Created attachment 49063 [details] Non-reduced test case.
It looks like the logic has been flawed since day #1 and we should be testing the insn which *has* the delay slot instead of the insn which is in the delay slot.
Fixing.
Is there any workaround for this issue? Some gcc switch to disable the new optimization which came in GCC 10? Thanks!
> Is there any workaround for this issue? Some gcc switch to disable the new > optimization which came in GCC 10? The optimization (-fdelayed-branch) has been there for years though and you can always pass the associated -fno-xxx switch.

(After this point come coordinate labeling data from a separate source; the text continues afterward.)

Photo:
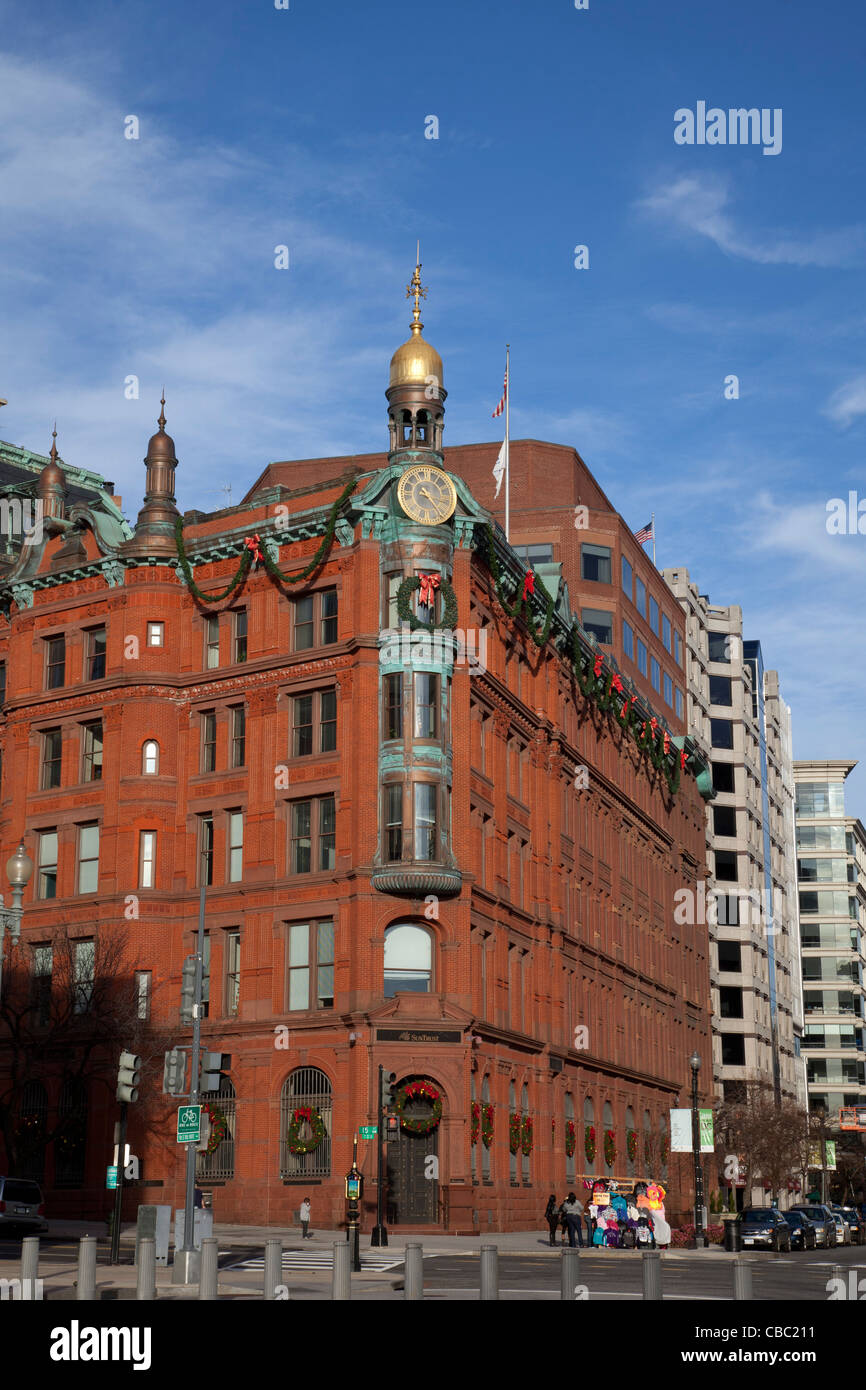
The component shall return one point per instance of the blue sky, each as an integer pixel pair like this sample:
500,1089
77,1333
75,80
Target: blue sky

Just to confirm that '-fno-delayed-branch' as workaround seems to work (at least based on provided test case). Probably better is to modify the code like this: --- gcc-10.2.0/gcc/config/sparc/sparc.c +++ gcc-10.2.0/gcc/config/sparc/sparc.c @@ -3963,6 +3963,8 @@ if ((TARGET_GNU_TLS && HAVE_GNU_LD) || !TARGET_TLS) return 1; + return 0; + pat = PATTERN (trial); /* We must reject tgd_add{32|64}, i.e. --- Of course proper fix is needed. Any suggestion to the condition (in code) below?
Sorry for dropping the ball, I'll get back to it momentarily.
The master branch has been updated by Eric Botcazou <ebotcazou@gcc.gnu.org>: https://gcc.gnu.org/g:294e72e9acbd0ff15ef5b18895de62cc173464ca commit r11-5445-g294e72e9acbd0ff15ef5b18895de62cc173464ca Author: Eric Botcazou <ebotcazou@adacore.com> Date: Thu Nov 26 16:38:35 2020 +0100 Fix PR target/96607 After 15 years trying to find out what can go into the delay slot of the call to __tls_get_addr with the Solaris linker, it's now time to concede defeat and consider it as not to be filled. gcc/ChangeLog: PR target/96607 * config/sparc/sparc-protos.h (eligible_for_call_delay): Delete. * config/sparc/sparc.c (eligible_for_call_delay): Likewise. * config/sparc/sparc.md (in_call_delay): Likewise. (tls_delay_slot): New attribute. (define_delay [call]): Use in_branch_delay. (tgd_call<P:mode>): Set type to call_no_delay_slot when tls_delay_slot is false. (tldm_call<P:mode>): Likewise.
The releases/gcc-10 branch has been updated by Eric Botcazou <ebotcazou@gcc.gnu.org>: https://gcc.gnu.org/g:d1fbbc13b5ac04163f8eda30834dc090349df5f7 commit r10-9091-gd1fbbc13b5ac04163f8eda30834dc090349df5f7 Author: Eric Botcazou <ebotcazou@adacore.com> Date: Thu Nov 26 16:38:35 2020 +0100 Fix PR target/96607 After 15 years trying to find out what can go into the delay slot of the call to __tls_get_addr with the Solaris linker, it's now time to concede defeat and consider it as not to be filled. gcc/ChangeLog: PR target/96607 * config/sparc/sparc-protos.h (eligible_for_call_delay): Delete. * config/sparc/sparc.c (eligible_for_call_delay): Likewise. * config/sparc/sparc.md (in_call_delay): Likewise. (tls_delay_slot): New attribute. (define_delay [call]): Use in_branch_delay. (tgd_call<P:mode>): Set type to call_no_delay_slot when tls_delay_slot is false. (tldm_call<P:mode>): Likewise.
The releases/gcc-9 branch has been updated by Eric Botcazou <ebotcazou@gcc.gnu.org>: https://gcc.gnu.org/g:2d9acb94cb78956b8451bc01cdda275926f6a1c2 commit r9-9077-g2d9acb94cb78956b8451bc01cdda275926f6a1c2 Author: Eric Botcazou <ebotcazou@adacore.com> Date: Thu Nov 26 16:38:35 2020 +0100 Fix PR target/96607 After 15 years trying to find out what can go into the delay slot of the call to __tls_get_addr with the Solaris linker, it's now time to concede defeat and consider it as not to be filled. gcc/ChangeLog: PR target/96607 * config/sparc/sparc-protos.h (eligible_for_call_delay): Delete. * config/sparc/sparc.c (eligible_for_call_delay): Likewise. * config/sparc/sparc.md (in_call_delay): Likewise. (tls_delay_slot): New attribute. (define_delay [call]): Use in_branch_delay. (tgd_call<P:mode>): Set type to call_no_delay_slot when tls_delay_slot is false. (tldm_call<P:mode>): Likewise.
Fixed on mainline, 10 and 9 branches.